Chao Ming, Schreibmann Eduard, Li Tianfang, Wink Nicole, Xing Lei
Department of Radiation Oncology, Stanford University School of Medicine, Stanford, California 94305-5847, USA.
Med Phys. 2007 Oct;34(10):4023-9. doi: 10.1118/1.2780105.
The purpose of this work is to develop a novel strategy to automatically map organ contours from one phase of respiration to all other phases on a four-dimensional computed tomography (4D CT). A region of interest (ROI) was manually delineated by a physician on one phase specific image set of a 4D CT. A number of cubic control volumes of the size of approximately 1 cm were automatically placed along the contours. The control volumes were then collectively mapped to the next phase using a rigid transformation. To accommodate organ deformation, a model-based adaptation of the control volume positions was followed after the rigid mapping procedure. This further adjustment of control volume positions was performed by minimizing an energy function which balances the tendency for the control volumes to move to their correspondences with the desire to maintain similar image features and shape integrity of the contour. The mapped ROI surface was then constructed based on the central positions of the control volumes using a triangulated surface construction technique. The proposed technique was assessed using a digital phantom and 4D CT images of three lung patients. Our digital phantom study data indicated that a spatial accuracy better than 2.5 mm is achievable using the proposed technique. The patient study showed a similar level of accuracy. In addition, the computational speed of our algorithm was significantly improved as compared with a conventional deformable registration-based contour mapping technique. The robustness and accuracy of this approach make it a valuable tool for the efficient use of the available spatial-tempo information for 4D simulation and treatment.

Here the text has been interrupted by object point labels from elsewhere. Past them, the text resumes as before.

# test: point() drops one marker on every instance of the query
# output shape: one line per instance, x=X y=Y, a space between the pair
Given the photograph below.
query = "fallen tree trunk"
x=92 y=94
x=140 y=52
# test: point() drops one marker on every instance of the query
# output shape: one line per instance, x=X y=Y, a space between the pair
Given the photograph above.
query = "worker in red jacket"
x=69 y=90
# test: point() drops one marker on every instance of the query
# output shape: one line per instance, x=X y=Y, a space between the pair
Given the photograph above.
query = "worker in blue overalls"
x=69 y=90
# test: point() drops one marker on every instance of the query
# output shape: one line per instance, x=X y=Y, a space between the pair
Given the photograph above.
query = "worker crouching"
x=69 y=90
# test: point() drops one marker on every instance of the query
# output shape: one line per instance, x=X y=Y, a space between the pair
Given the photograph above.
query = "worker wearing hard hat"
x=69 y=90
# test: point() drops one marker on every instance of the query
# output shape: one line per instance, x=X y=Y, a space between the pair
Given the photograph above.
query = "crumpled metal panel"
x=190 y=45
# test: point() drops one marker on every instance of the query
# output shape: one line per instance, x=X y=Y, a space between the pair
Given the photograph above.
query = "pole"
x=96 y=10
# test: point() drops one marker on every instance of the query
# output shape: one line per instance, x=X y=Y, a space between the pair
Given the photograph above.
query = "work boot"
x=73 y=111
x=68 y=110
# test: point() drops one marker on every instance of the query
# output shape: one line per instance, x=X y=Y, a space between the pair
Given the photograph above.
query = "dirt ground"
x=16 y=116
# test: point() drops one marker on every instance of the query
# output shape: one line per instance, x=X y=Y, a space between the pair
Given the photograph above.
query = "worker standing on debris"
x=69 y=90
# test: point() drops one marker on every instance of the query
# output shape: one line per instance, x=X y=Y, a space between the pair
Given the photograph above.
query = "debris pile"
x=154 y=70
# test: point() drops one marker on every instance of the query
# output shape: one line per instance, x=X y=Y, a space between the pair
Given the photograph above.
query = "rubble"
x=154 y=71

这项工作的目的是开发一种新策略,用于在四维计算机断层扫描(4D CT)上自动将一个呼吸阶段的器官轮廓映射到所有其他阶段。由医生在4D CT的一个特定阶段图像集上手动勾勒出感兴趣区域(ROI)。沿着轮廓自动放置一些大小约为1厘米的立方控制体积。然后使用刚性变换将这些控制体积集体映射到下一个阶段。为了适应器官变形,在刚性映射过程之后采用基于模型的控制体积位置调整。通过最小化一个能量函数来进一步调整控制体积位置,该能量函数平衡了控制体积移动到其对应位置的趋势与保持轮廓的相似图像特征和形状完整性的愿望。然后使用三角化表面构建技术基于控制体积的中心位置构建映射的ROI表面。使用数字体模和三名肺癌患者的4D CT图像对所提出的技术进行了评估。我们的数字体模研究数据表明,使用所提出的技术可实现优于2.5毫米的空间精度。患者研究显示了类似的精度水平。此外,与传统的基于可变形配准的轮廓映射技术相比,我们算法的计算速度有了显著提高。这种方法的稳健性和准确性使其成为有效利用4D模拟和治疗中可用的时空信息的有价值工具。